A Wolf at the Door

A Wolf at the Door

Try out these bite-sized fantasy reads for some fall fun.

Collections by Ellen Datlow and Terri Windling are my absolute favorite sources of fantasy literature these days, so when I heard of A Wolf at the Door, I knew I had to read it. Our library doesn’t have this collection, so I used a gift card I won in a writing competition to purchase the book online. I’m very glad that I did, too, because not only was it a great read, it will also be a wonderful book for my daughter to read in a couple of years.

Favorite authors like Tanith Lee, Neil Gaiman, Gregory Maguire, and others are included in the book—as are retakes on favorite fairy tales, such as “The Twelve Dancing Princesses” and “Hansel and Gretel.” The latter, in fact, may be my favorite retelling in the entire book—as well as the darkest story in the collection.

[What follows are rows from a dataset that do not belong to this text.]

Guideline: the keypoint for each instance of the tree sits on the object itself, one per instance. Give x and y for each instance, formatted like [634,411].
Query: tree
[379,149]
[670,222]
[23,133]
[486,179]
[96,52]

Fear not, however, when giving this book to a young adult or even a middle schooler as a gift, as most of the stories within are not fear-inducing. In fact, the element of fantasy is their only unifying quality. Some are sort of love stories, while some are funny. Some are just plain silly, while others have you going for a minute thinking something awful is going to happen when, in fact, everything is okay.

A take on “The Ugly Duckling,” for example, had me dreading that the title character was going to go all Red Dragon on us, but she thankfully did not. As I stated before, the most disturbing tale would be the retelling of “Hansel and Gretel,” also known as “Hansel’s Eyes” in the book. That said, readers will be satisfied with the happy ending—and what fairy tale didn’t have a grisly moment in its original version anyway? With the exception of one or two other dark tales (none as dark as this one, I think), most would be stories that most parents would probably be okay reading to their children.

People interested in these editors and their wonderful fantasy collections might also want to check out Troll’s Eye View, my other favorite collection from them specifically for younger readers. However, it is their fiction for adults—also retellings of fairy tales, though they are far darker and more disturbing, and sometimes more beautiful—that many older readers will be sure to enjoy. I would start with Silver Birch, Blood Moon and go from there.